Jul 27,2007 00:00
Recently, on a long flight, I was chatting about the normal stuff - kids and family and work - with the 50-something woman sitting next to me. When she found out I was in the financial world, she asked my advice on a particularly thorny issue. Turns out she was supporting her aging parents, who lived on Social Security and not much else, and helping out her grown children. Not surprisingly, she was worried about her financial health: "I make a good income," she told me, "and I know I need to stock a lot more away for my own retirement. But my extra money is going to my family, and I don't know what to do."
No doubt she was in a very tough situation, caught in the middle of two generations with financial needs. But her own financial health was at risk. Even though I was impressed by her generosity and her clear sense of responsibility, my advice was unambiguous: "You've got to make your own future a priority," I told her. "If you don't create the wealth you're going to need to retire comfortably, you could someday end up as a burden on your children. And they may not be in a position to help you in the way you're helping your folks now."
How to proceed? If her parents were truly in financial straits, it would be almost unthinkable not to help them. Still, I urged her to help them live within their means and, if possible, to recruit other siblings to bear part of the burden. I also advised her to review their insurance coverage.
Adequate health and long-term care insurance is a necessity, but whole life or other policies might not be worthwhile. In addition, they could tap some of the equity from their home in the form of a reverse mortgage.
But her toughest choice, in my view, was how much to give her children. Since they were adults, healthy and working, I suggested she significantly cut back there and focus on what should be her paramount objective: her own financially comfortable retirement.
My advice may sound callous or even selfish to some, but part of being an adult is learning to manage money effectively, which means living on a budget and saving for the future. In my view, her biggest contribution to her grown kids might be to help them take financial responsibility for themselves. And she should explain to them that she is focusing on her retirement savings because she doesn't want to be a burden on them (or anyone else) in the future.

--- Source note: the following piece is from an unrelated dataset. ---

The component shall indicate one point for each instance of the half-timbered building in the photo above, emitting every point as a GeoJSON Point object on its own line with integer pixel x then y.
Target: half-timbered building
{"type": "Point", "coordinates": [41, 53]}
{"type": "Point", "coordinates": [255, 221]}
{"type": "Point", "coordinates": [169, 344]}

The truth is that retirement is the biggest financial challenge most people will ever face - bigger even than buying a home or sending kids to college. People are living longer, few jobs offer traditional pensions, and our government pension - Social Security - can't be expected to cover everything. And, of course, the soaring cost of health care is adding a lot of financial pressure to retirement.
Try this: Figure out a realistic retirement budget and recognize that most people need, or at least want, about the same income they enjoy during their working lives. Now compare that figure with your known sources of retirement income Social Security benefits and, if you have one, a pension. Many people will discover a gap between their financial needs and their retirement income. Where will that money come from?
For most of us, it will have to come from our own savings and investments. Here's a good rule of thumb: Multiply the amount you'll need in your first year of retirement by 25. Then you can spend about 4 percent of this each year (with that amount increasing with inflation each year). For example, if you expect to live 30 years in retirement and you want an annual income of $50,000, you'll need approximately $1,250,000 on the day you retire in order to be confident that you won't outlive your money.
I believe investing for retirement should be a priority for every adult, but if you're in your 40s or 50s and have neglected your retirement plan, it's time to put it in high gear:
- Contribute the maximum to your employer-sponsored 401(k) plan. At the very least, contribute enough to garner any employer match.
- Max out your contributions to a traditional tax-deductible Individual Retirement Account, a Roth IRA, if you're eligible, or a small-business retirement plan if you're self-employed.
- Invest your long-term retirement assets in a diversified portfolio that includes exposure to the equity markets. I recommend at least one visit with an investment adviser to make sure you're on the right track.
- Consider working longer, which gives you more years to save and invest, and potentially increases your Social Security benefit.
- Finally, if you're age 50 or older, you can make annual "catch-up" contributions of up to $5,000 to a 401(k) plan and up to $1,000 to an IRA.
As my travel companion was discovering, retirement planning requires you to make choices. Most of us make the choice between saving and spending, but her decision was a lot more difficult: between saving for herself and helping her loved ones. I hope most of you don't have to face that choice, but if you do, don't neglect yourself. After all, you don't want your children to someday be caught in the middle themselves.